Soils are being depleted of their life-supporting potential through the destruction of trees, continuous carpet bombing, aerial spraying of chemical herbicides, use of chemical warfare, and release of toxic substances such as heavy metals.
Palestinians, on the other hand, simply harvested medicinal herbs, obtained firewood from leftover trees for basic subsistence, invaded protected areas that used to be grazing areas for cattle, or used the land for subsistence. They are arrested, interrogated, tortured, injured, and killed just because. fertile and rich.
However, while Palestinians’ carbon emissions per person are approximately 0.8 tons per year, Israelis emit approximately 12 times that amount, or just under 10 tons per person per year.
Despite burning the equivalent of 150,000 tons of coal within just 60 days of its unprecedented bombardment of Gaza, exceeding the annual emissions of an entire country like Belize, Israel still refuses to attend United Nations meetings. , promoting their country’s action on climate change.
holier than thou
Whether we’re talking about green war crimes or absurd climate change measures like mining Bitcoin from gas flares, green gaslighting is a way of treating victims as if they were the culprits. Under cover, it helps perpetrators of environmental destruction gain green credit.
This is far more insidious than greenwashing, where a few potted plants or a solar panel or two can boost your reputation.

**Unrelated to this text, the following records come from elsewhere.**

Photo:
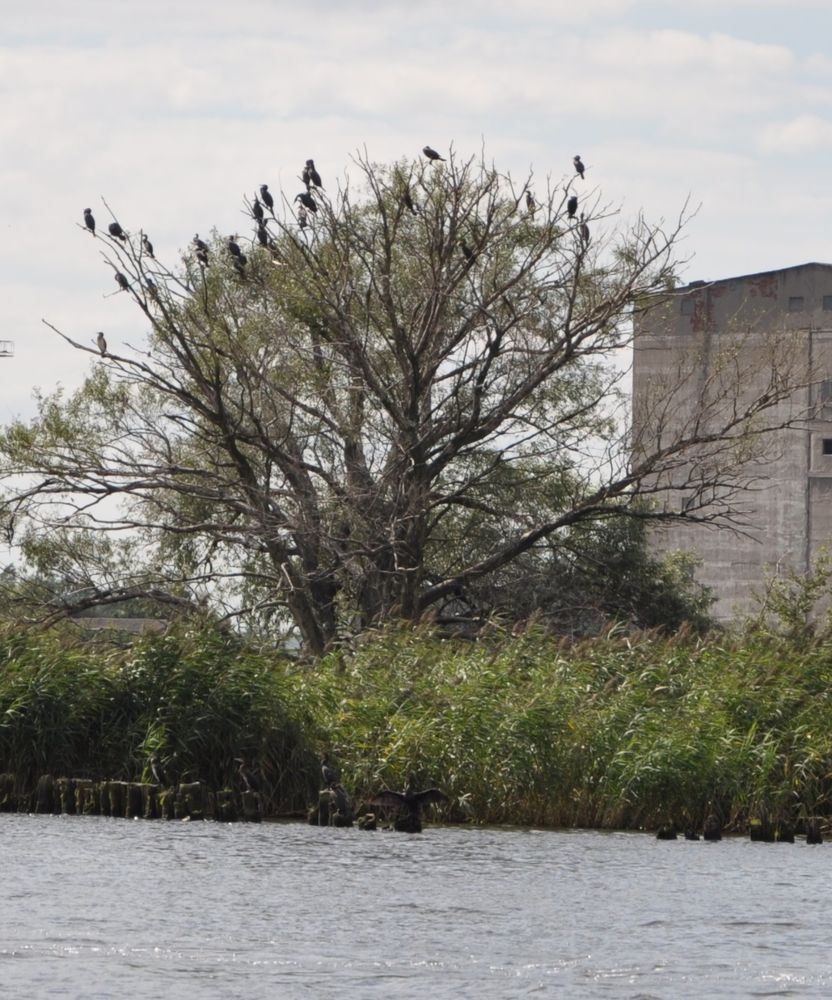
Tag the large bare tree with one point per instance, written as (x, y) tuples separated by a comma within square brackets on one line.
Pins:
[(378, 403)]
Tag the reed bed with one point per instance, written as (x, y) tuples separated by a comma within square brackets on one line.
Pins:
[(616, 732)]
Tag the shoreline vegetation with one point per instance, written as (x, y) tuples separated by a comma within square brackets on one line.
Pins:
[(624, 731)]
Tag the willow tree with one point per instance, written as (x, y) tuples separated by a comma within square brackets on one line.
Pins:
[(376, 405)]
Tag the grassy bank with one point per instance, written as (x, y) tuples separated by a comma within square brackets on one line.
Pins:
[(616, 732)]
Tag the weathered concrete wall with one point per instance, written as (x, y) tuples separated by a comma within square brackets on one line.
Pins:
[(751, 329)]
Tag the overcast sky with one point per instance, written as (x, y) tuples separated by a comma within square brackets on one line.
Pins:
[(174, 111)]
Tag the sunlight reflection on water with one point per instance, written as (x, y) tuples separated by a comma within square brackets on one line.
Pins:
[(101, 908)]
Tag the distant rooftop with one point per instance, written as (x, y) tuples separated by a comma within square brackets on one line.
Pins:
[(692, 285)]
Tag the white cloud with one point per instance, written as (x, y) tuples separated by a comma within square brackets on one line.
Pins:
[(803, 134)]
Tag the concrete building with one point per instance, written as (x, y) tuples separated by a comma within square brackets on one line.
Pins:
[(707, 347)]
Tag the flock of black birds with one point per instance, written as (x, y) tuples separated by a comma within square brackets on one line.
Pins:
[(306, 203)]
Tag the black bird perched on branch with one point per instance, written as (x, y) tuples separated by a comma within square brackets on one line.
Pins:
[(410, 804), (262, 234), (329, 775), (266, 195), (306, 199), (157, 770), (201, 250), (310, 176), (249, 779)]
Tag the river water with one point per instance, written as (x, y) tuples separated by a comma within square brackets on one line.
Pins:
[(99, 908)]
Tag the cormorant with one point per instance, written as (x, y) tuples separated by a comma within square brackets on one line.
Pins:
[(409, 803), (157, 770), (266, 195), (572, 206), (249, 779), (340, 800), (327, 773), (311, 176), (200, 249), (305, 198)]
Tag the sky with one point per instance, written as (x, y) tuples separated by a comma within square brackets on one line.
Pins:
[(174, 112)]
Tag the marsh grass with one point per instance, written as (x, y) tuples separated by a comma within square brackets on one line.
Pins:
[(619, 731), (198, 700), (622, 732)]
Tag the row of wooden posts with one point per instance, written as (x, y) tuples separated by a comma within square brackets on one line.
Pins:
[(130, 800)]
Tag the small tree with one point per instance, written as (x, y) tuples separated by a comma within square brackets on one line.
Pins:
[(308, 422)]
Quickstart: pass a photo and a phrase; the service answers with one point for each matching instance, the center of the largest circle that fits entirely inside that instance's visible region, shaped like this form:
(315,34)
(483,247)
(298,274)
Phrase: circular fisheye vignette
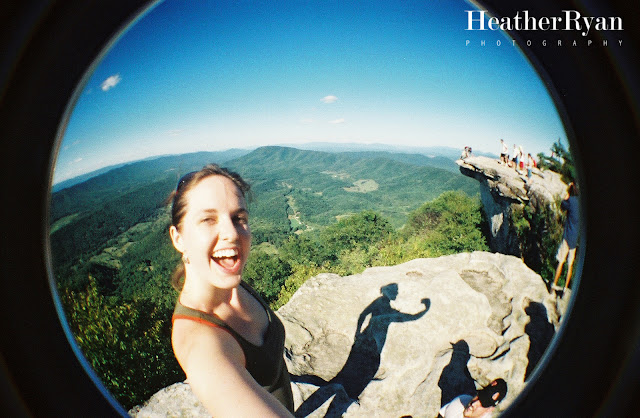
(47,224)
(577,263)
(521,44)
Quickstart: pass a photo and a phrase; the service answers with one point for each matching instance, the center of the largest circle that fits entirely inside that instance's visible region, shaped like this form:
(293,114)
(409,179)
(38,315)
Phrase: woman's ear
(176,238)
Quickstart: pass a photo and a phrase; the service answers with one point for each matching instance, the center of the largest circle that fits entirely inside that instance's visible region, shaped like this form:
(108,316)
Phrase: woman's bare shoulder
(194,341)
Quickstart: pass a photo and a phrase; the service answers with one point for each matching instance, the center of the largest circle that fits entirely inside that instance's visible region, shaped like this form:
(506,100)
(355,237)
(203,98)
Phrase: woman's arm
(215,367)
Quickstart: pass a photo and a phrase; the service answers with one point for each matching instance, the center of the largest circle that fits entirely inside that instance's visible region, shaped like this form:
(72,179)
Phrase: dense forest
(311,212)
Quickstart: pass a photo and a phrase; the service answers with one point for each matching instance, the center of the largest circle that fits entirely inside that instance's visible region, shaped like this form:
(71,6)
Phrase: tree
(127,344)
(449,224)
(560,161)
(266,273)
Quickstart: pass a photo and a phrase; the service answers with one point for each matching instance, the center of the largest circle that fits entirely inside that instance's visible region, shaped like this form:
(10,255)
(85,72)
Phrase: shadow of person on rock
(540,333)
(363,362)
(455,379)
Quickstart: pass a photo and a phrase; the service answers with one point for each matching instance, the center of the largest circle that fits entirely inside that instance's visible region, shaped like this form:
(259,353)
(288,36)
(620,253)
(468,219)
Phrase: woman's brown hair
(179,203)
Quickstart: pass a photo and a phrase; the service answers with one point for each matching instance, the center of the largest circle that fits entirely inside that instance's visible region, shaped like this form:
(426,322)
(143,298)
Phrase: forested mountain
(311,211)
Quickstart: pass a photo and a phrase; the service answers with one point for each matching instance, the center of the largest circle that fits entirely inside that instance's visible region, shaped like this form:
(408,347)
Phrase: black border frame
(593,369)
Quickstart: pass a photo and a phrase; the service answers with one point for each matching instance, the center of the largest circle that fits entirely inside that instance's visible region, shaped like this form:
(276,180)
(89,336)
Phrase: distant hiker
(227,340)
(530,165)
(479,406)
(516,157)
(504,152)
(567,249)
(521,155)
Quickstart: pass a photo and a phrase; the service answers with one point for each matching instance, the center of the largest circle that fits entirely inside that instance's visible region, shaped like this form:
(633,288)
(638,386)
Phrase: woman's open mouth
(228,259)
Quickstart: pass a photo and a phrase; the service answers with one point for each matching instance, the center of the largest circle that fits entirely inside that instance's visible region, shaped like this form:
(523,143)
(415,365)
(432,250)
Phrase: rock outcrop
(502,188)
(404,340)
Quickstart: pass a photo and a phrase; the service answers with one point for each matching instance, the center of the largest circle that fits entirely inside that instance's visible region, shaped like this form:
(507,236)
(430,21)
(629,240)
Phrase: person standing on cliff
(504,152)
(479,406)
(567,250)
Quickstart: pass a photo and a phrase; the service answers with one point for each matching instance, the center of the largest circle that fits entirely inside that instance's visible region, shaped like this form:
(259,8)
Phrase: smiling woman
(49,46)
(227,340)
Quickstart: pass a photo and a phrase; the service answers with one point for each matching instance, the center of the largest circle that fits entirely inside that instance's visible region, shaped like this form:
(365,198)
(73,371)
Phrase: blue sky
(214,75)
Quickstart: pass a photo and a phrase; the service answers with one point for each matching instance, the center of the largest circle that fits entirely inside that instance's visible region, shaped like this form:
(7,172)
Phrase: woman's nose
(228,230)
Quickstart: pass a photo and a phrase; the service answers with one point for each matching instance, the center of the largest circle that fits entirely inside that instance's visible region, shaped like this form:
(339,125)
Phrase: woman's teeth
(225,253)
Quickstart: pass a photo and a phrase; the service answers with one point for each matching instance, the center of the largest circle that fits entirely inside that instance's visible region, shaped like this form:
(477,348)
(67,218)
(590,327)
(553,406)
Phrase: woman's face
(214,233)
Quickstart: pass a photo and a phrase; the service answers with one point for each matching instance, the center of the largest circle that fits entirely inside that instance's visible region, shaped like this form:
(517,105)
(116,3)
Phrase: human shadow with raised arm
(363,362)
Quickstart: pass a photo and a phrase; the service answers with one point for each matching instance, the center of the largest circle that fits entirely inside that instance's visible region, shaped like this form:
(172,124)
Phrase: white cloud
(329,99)
(110,82)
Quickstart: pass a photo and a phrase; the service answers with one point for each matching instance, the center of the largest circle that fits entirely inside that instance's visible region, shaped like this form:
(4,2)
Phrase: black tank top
(265,363)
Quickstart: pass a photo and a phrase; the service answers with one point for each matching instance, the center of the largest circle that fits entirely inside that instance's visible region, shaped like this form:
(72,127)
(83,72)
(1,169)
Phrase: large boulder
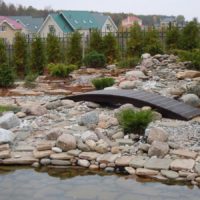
(159,149)
(66,142)
(191,99)
(6,136)
(157,134)
(9,120)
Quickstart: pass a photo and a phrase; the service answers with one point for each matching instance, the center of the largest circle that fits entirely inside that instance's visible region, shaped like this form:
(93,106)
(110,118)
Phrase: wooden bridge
(168,107)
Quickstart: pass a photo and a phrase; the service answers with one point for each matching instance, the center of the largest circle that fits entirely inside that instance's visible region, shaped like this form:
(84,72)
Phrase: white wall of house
(45,28)
(109,26)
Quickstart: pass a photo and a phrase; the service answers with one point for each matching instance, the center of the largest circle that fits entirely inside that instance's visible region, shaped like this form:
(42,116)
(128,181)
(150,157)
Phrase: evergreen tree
(6,72)
(53,49)
(110,48)
(74,51)
(135,42)
(38,55)
(172,38)
(96,42)
(190,36)
(20,54)
(152,43)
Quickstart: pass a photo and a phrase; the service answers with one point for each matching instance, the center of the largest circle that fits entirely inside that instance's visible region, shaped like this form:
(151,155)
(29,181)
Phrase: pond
(79,184)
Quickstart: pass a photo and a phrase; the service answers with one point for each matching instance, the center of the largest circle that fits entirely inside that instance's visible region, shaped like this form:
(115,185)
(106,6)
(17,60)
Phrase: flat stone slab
(157,163)
(184,153)
(182,164)
(107,158)
(88,155)
(123,161)
(170,174)
(61,156)
(125,142)
(146,172)
(138,162)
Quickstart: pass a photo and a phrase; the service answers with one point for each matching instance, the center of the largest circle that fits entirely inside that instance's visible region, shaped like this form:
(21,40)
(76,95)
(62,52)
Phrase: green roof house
(66,22)
(31,24)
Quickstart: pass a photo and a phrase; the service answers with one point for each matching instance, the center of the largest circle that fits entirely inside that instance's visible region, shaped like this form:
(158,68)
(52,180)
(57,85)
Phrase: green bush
(94,59)
(7,76)
(6,108)
(30,79)
(129,62)
(101,83)
(60,70)
(134,122)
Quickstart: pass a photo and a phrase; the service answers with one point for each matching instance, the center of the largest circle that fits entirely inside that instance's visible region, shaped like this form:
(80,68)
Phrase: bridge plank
(170,108)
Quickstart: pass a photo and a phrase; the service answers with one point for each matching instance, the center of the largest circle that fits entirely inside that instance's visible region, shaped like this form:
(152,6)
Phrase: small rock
(9,120)
(159,149)
(170,174)
(66,142)
(182,164)
(83,163)
(157,134)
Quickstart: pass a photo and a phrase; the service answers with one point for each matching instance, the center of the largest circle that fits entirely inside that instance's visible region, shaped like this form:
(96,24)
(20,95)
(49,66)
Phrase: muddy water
(78,184)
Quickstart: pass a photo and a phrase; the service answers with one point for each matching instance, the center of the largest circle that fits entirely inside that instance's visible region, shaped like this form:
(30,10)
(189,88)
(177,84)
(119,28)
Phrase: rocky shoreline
(65,133)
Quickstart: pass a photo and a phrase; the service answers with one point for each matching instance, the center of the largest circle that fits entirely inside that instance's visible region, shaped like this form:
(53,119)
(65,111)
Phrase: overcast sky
(188,8)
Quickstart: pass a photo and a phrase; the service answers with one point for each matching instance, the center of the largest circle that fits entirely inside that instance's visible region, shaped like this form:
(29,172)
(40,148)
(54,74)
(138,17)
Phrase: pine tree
(20,54)
(110,48)
(53,49)
(74,51)
(135,42)
(38,55)
(96,42)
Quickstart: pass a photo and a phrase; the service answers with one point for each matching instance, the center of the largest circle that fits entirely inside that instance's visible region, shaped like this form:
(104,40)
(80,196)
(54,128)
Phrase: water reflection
(80,184)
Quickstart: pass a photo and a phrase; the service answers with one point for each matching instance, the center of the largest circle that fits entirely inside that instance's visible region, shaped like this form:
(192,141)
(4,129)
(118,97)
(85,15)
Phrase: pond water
(76,184)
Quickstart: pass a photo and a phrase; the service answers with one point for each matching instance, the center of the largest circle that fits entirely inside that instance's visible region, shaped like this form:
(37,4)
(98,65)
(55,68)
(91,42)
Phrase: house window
(52,29)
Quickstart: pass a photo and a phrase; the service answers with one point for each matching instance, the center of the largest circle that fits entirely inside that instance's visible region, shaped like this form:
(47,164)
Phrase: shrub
(20,54)
(101,83)
(135,42)
(29,79)
(129,62)
(110,48)
(94,59)
(74,51)
(7,76)
(53,49)
(38,55)
(134,122)
(60,70)
(6,108)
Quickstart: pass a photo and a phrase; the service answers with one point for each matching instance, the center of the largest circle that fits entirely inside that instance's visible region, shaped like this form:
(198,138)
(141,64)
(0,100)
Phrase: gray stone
(6,136)
(157,134)
(9,120)
(138,162)
(159,149)
(157,163)
(191,99)
(182,164)
(83,163)
(89,135)
(61,162)
(88,119)
(66,142)
(125,141)
(45,161)
(170,174)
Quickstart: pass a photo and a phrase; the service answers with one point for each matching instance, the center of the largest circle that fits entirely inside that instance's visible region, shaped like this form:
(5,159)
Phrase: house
(130,21)
(31,24)
(168,21)
(8,29)
(66,22)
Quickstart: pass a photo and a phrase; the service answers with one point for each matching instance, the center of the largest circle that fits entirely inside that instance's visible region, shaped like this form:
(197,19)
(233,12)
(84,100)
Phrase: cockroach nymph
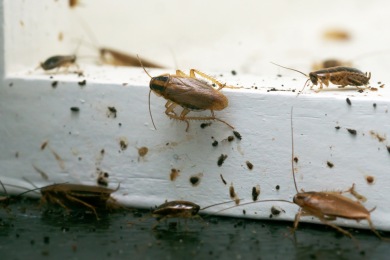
(326,206)
(352,131)
(189,92)
(71,196)
(341,76)
(58,61)
(221,159)
(223,180)
(237,134)
(179,209)
(255,192)
(249,165)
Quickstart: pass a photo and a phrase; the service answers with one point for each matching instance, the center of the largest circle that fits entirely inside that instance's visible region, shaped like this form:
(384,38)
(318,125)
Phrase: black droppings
(237,134)
(352,131)
(249,165)
(83,82)
(195,180)
(204,125)
(54,84)
(221,159)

Green gaslighting refers to being able to displace, violate, and abuse others in the name of being sustainable and progressive, while questioning the sanity of those being abused. .
Those who have experienced the worst kinds of abuse and are now faced with the sanctimonious attitude of their abusers are very likely to question their own sense of reality.
Green gaslighting is a form of psychological torture. That is why it is so effective in justifying the current state of “sustainability.” Green gaslighters claim to be the heroes of our time, yet they are either doing nothing or making things worse.
these authors
Vijay Koringibadi is an assistant professor at Concordia University’s School of Community and Public Affairs in Montreal, Canada. He is also a co-editor of the website uneven earth.
Aaron Vansingjian is the founder and co-editor of. uneven earth co-author with The future is degrowth. He has been published in guardian, truth, open democracyand ecologist.
Sustainability Class: How to take back our future from lifestyle environmentalists is published by The New Press and will be available today, Tuesday, December 10, 2024.